Augustine was doing something similar with the repeated challenges to debate that he issued to prominent Donatists. For him, this was a win-win situation. If they accepted, then Augustine—former rhetor at the court in Milan, now the most accomplished speaker in North Africa—would probably humiliate them utterly. If they didn’t, they looked cowardly. Not surprisingly, his opponents generally chose discretion over valor and risked the charge of cowardice. This does not, however, address two oddities on which Toczko remarks but which he does not explore. One is that Augustine increasingly preferred epistolary to live debate (38). Perhaps that goes back to “stage-managing”: letters could be circulated. But then, the stenographic records of live debates could be circulated too—and were, in other contexts. The second is that, when an opponent had been drawn to live debate, Augustine complained that the audience had, for the most part, convened “more for the spectacle of a sort of squabble between us (spectaculum quasi altercationis nostrae) … than for salvific instruction (instructionem salutis)” (ep. 44.1, quoted at 35 n. 60; see also Augustine’s doubts about audience motivation cited at 40 n. 79). And yet spectaculum might well be considered to be just as important to forensic rhetoric as instructio—possibly even more so. The accomplished rhetor would have solicited a crowd response and played upon it; such a debate was not just an occasion for the delivery of information. This shows, I think, both the strengths and the limitations of Toczko’s approach. Augustine was indeed an accomplished rhetor. He was also deeply ambivalent about the uses to which forensic rhetoric could be put.

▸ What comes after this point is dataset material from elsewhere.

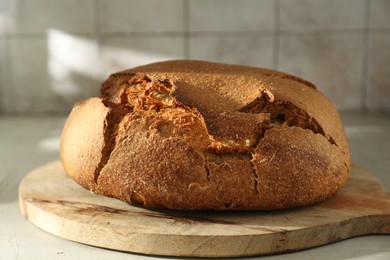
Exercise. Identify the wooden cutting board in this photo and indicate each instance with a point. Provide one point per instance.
(53, 202)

This will be a useful work of reference for those already curious about Augustine’s anti-Donatist strategies. It would not be a helpful introduction to the issues, nor (I infer) is it intended as such. What Toczko’s book does not give us is a sense of the intense passions involved in the fight, and without this, the sheer amount of time and energy expended is incomprehensible. The letters are only a small part of the anti-Donatist corpus: a full account would take in the many, many hours of anti-Donatist preaching and the extended records of debates both written and spoken, as well as the sheaves of conciliar records culminating in the proceedings of the Council of Carthage of 411, whose purpose was to end the schism once and for all. (Needless to say, it didn’t.)
I had assumed that these anti-Donatist passions were long buried. I was wrong. In 2016, I attended a conference at Badji Mokhtar University in Annaba—the modern name of Hippo—in Algeria. One of the speakers, a theologian from the conservative Islamic school at Constantine, referred to “Saint Donatus.” Immediately, an aged French priest exploded from his seat at the back of the vast auditorium and delivered a jeremiad against the notion of Donatus as a saint. It was some time before regular proceedings resumed. An impromptu intervention? Or was this a moment as repeatedly staged as Augustine’s own anti-Donatist encounters? It didn’t matter. The passion still burned.